On October 28th, 2022 Sony Classical released the latest recording from the exceptional Norwegian pianist Leif Ove Andsnes. This latest CD features Antonin Dvorak’s rather unfamiliar thirteen piano pieces that are called his Poetic Tone Pictures.
This music is quintessentially Czech, but has the same intimacy and friendliness as Robert Schuman’s great piano cycles. Each of the pieces in the Poetic Tone Pictures paints a musical picture or postcard of a very specific mood or character; each of the pieces telling their own very distinct story.
Written in the spring of 1889, the Poetic Tone Pictures were composed at a time when Dvorak was turning more and more towards programmatic music.
All of these pieces are real gems for the piano. After hearing them, it raises the question for the listener, ‘why are these pieces so obscure?’ “It’s very curious, “states Andsnes, “He (Dvorak) has a reputation of not being able to write well for the piano. It derives from the fact that he was not a pianist…he was a string player. There are some awkward moments when you play these pieces…on the other hand he writes so colorfully, so wonderfully for the piano…so full of different textures for each piece and different technical challenges, as well as the music which is of course glorious! It’s just a miracle to find this kind of music that people don’t really play.”

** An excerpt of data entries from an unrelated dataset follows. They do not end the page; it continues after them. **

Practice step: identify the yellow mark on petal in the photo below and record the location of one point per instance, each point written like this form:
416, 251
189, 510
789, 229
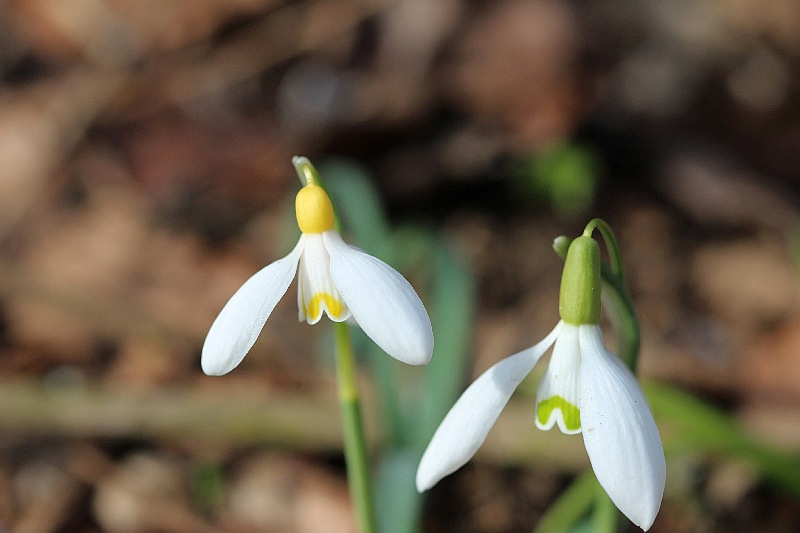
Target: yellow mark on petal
334, 307
569, 412
314, 210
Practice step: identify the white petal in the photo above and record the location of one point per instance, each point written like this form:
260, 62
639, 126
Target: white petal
238, 325
383, 303
620, 434
467, 424
316, 291
558, 397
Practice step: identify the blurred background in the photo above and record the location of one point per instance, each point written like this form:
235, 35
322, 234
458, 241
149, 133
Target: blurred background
145, 173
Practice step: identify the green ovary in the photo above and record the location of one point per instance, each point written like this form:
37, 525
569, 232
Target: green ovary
569, 411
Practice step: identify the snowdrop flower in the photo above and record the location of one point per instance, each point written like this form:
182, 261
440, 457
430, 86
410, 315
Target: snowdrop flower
585, 389
333, 278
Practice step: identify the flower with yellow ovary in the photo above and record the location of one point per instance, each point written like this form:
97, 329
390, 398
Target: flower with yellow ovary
334, 278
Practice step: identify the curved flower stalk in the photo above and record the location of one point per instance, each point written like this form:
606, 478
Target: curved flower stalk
334, 278
586, 389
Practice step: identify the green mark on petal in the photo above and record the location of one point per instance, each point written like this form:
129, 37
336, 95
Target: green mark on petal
569, 411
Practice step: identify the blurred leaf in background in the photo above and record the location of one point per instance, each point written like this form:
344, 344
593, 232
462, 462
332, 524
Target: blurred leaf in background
565, 176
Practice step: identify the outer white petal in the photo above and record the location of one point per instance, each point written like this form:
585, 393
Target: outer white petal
620, 434
381, 300
558, 398
467, 424
238, 325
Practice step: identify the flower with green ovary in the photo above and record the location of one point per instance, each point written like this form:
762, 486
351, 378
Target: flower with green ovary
586, 389
334, 278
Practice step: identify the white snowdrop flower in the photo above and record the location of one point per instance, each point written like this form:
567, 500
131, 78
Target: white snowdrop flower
334, 278
586, 389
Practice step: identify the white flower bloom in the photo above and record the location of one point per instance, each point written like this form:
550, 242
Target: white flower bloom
618, 429
333, 278
586, 389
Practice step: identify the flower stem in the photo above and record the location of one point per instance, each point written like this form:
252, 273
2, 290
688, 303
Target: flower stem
355, 446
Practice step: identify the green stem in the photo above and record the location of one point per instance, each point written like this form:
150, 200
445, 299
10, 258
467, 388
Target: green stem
623, 315
614, 255
355, 446
573, 504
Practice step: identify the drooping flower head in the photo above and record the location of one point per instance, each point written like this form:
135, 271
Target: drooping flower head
334, 278
586, 389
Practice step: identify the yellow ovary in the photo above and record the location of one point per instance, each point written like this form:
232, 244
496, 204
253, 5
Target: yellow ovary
314, 210
334, 307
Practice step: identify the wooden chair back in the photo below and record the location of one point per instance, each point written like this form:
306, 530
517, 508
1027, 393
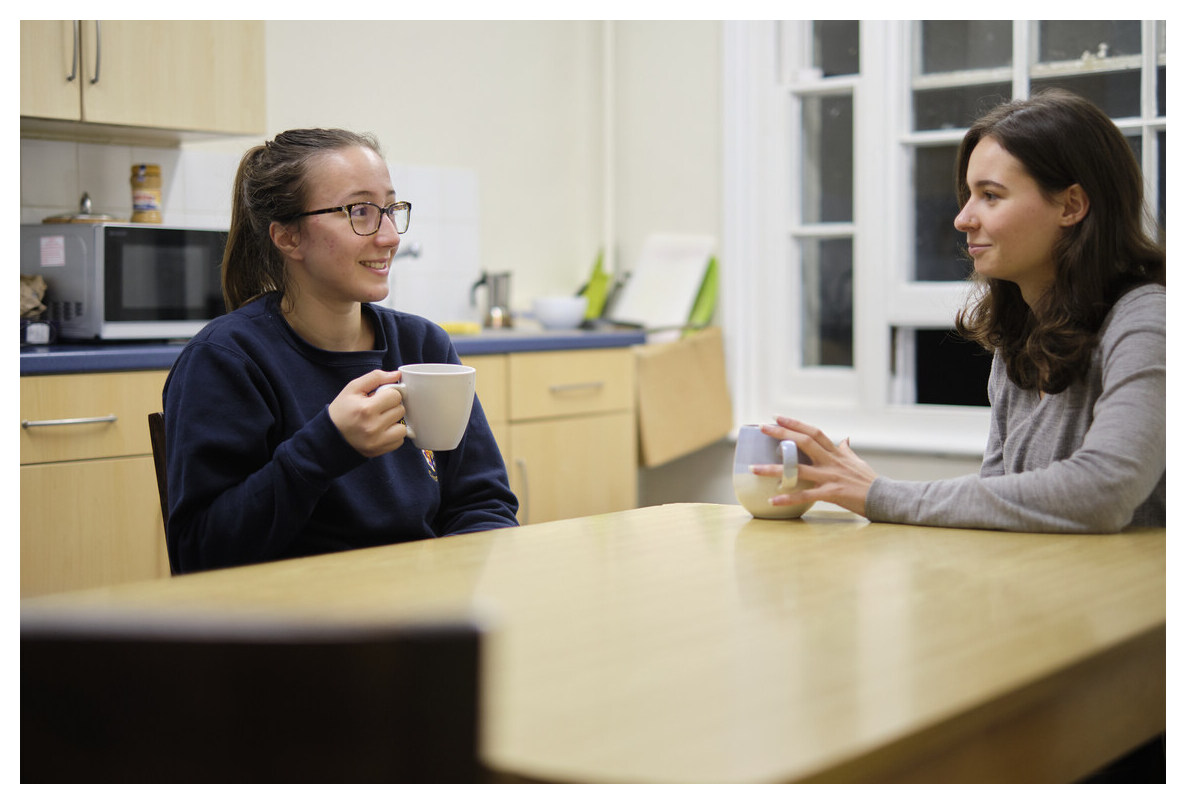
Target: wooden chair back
242, 702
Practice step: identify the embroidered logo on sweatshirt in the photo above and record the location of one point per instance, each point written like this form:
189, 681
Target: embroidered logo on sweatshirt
432, 464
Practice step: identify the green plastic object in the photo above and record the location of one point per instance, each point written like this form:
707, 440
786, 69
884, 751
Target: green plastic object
597, 291
702, 310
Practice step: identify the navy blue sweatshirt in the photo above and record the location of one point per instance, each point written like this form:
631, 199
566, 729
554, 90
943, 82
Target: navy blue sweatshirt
257, 471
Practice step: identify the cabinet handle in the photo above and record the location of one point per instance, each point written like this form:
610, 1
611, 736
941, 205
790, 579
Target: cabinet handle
74, 56
568, 388
57, 422
99, 51
524, 499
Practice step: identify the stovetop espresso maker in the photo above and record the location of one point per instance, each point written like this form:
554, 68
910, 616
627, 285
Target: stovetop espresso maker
497, 299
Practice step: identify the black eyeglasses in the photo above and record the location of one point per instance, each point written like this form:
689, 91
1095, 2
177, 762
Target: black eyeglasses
365, 217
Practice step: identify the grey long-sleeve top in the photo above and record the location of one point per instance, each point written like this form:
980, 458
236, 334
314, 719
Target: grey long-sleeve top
1090, 459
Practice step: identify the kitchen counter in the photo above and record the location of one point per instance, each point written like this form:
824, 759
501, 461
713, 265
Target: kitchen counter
81, 358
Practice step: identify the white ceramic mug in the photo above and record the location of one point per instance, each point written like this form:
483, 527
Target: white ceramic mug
438, 399
753, 491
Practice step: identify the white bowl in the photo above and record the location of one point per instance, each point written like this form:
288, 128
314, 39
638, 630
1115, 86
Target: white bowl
560, 312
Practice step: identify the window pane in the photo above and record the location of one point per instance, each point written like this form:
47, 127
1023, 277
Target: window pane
836, 45
1118, 94
938, 246
1161, 179
1097, 59
827, 159
955, 45
1070, 40
1161, 68
956, 107
948, 369
827, 301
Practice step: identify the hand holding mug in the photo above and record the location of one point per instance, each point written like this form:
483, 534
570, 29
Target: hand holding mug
438, 399
779, 461
836, 473
370, 423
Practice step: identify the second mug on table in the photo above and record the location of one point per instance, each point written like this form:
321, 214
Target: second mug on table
753, 491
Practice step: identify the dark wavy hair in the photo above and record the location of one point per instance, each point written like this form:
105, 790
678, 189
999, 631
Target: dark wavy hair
1062, 139
272, 185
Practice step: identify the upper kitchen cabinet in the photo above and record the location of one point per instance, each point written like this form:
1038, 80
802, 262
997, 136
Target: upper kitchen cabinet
141, 77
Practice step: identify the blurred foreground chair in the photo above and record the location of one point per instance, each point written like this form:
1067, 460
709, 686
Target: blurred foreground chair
237, 701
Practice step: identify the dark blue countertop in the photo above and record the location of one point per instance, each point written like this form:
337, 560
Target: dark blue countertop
80, 358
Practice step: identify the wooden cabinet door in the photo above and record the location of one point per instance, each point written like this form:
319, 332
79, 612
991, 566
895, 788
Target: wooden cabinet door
573, 467
48, 52
89, 523
186, 75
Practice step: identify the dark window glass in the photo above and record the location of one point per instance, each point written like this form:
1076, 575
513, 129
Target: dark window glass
836, 45
1118, 94
956, 107
949, 370
938, 246
956, 45
828, 159
1070, 40
827, 301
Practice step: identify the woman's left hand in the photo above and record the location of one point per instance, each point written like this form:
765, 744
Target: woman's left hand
839, 473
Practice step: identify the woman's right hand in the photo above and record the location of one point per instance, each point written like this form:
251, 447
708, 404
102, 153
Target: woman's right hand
371, 422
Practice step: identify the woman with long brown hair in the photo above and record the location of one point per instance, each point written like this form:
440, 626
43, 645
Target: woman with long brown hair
1072, 305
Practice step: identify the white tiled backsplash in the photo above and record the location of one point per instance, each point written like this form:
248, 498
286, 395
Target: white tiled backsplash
197, 190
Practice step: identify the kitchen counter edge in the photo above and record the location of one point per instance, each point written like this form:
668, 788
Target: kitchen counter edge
103, 357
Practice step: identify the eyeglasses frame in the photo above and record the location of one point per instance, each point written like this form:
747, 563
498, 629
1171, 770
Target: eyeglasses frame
389, 211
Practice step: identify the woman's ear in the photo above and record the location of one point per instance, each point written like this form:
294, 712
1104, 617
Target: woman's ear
1075, 205
286, 238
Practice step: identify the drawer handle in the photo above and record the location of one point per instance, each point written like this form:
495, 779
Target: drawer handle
57, 422
569, 388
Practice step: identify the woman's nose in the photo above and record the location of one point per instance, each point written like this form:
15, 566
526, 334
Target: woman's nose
964, 219
387, 231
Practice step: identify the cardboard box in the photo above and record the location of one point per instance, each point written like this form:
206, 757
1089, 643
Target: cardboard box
683, 397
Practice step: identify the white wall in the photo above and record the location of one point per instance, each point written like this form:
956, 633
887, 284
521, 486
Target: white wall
518, 103
667, 97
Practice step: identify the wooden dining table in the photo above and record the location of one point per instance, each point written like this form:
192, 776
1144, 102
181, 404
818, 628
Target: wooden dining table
692, 643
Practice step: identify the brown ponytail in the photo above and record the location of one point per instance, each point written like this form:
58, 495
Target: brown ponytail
271, 185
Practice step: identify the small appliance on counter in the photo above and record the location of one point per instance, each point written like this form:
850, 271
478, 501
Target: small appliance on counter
498, 299
119, 281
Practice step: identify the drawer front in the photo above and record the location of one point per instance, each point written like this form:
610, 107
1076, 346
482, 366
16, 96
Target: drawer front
491, 387
546, 384
89, 523
113, 407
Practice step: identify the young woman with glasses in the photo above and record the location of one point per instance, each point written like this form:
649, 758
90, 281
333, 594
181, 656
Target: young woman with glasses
1072, 305
278, 445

Andsnes has had a long relationship with these pieces. “I’ve known at least some of them since I was a child. My father picked up; rather randomly in London an LP of these pieces with the Czech pianist Radoslav Kvapil…and I remember listening to the first ones when I was a child and I liked them very much. I played the very first one in the youth competition when I was 12, and it’s been in the back of mind that I should look at more of them,” explains Andsnes.

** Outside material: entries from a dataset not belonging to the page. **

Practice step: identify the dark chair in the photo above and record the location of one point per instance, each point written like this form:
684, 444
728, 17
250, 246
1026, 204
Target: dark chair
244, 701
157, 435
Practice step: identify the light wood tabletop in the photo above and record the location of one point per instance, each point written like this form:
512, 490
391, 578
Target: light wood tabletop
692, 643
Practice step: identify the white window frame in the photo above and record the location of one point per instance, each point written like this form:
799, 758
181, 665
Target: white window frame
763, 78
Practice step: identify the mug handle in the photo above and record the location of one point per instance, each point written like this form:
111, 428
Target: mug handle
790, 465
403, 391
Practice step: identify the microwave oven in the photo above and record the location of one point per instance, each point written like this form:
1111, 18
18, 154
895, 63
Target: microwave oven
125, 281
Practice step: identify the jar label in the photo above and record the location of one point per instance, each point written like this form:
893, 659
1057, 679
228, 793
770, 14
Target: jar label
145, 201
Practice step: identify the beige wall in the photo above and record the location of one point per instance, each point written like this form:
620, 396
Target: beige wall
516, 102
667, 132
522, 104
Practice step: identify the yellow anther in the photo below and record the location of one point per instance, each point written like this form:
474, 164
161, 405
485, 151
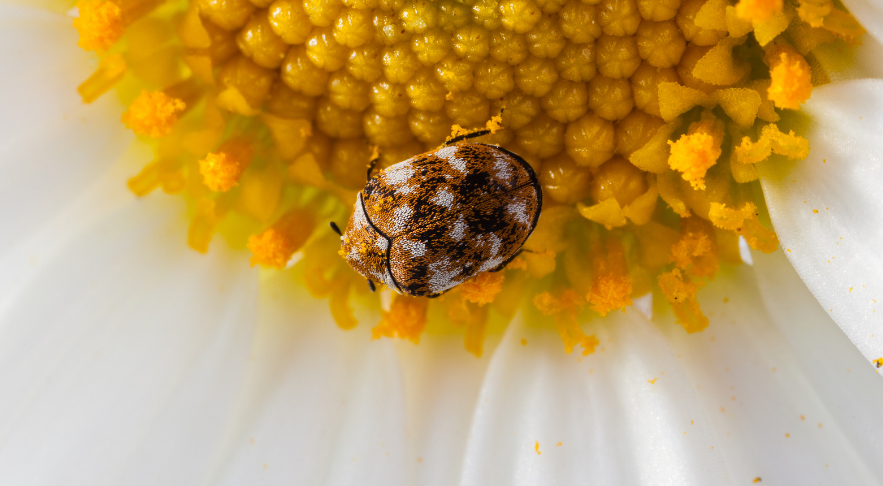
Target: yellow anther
274, 247
483, 288
519, 15
564, 307
695, 152
221, 170
405, 319
731, 219
758, 10
100, 24
153, 114
610, 98
771, 141
611, 286
744, 222
682, 297
590, 140
791, 80
696, 251
618, 179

The pandemic offered Andsnes the time to learn all of the Poetic Tone Pictures. The drive to learn all thirteen of them was spurred on by a quote by Dvorak. As Andsnes explains “I found a quote a few years ago by Dvorak that said ‘Only by playing all of the pieces together can one really understand my intention’...this quote got me very curious, and when the pandemic was over us then I thought maybe that is one of the things I should study now that I have a bit more time at home. And so I did. It has been a great discovery!”
The decision to perform them all as a cycle now makes sense to Andsnes. “It is a very special feeling to play them all as a cycle. I do understand what Dvorak meant. It makes for such a contrasting journey between sort of very spiritual mysterious pieces and other very playful ones, and very intimate ones. It makes us all feel like we’ve all been through this great journey. I love the way it feels at the end, when we have been through it all.”
The Poetic Tone Pictures by Dvorak are a very welcome discovery for any listener. These are pieces that should be performed in concert much more frequently than they are. Andsnes plays them with all with beauty and style and with all of the captivating colors and textures that Dvorak demands.
Let Leif Ove Andsnes be your guide on this Poetic Tone Picture journey. You won’t regret it!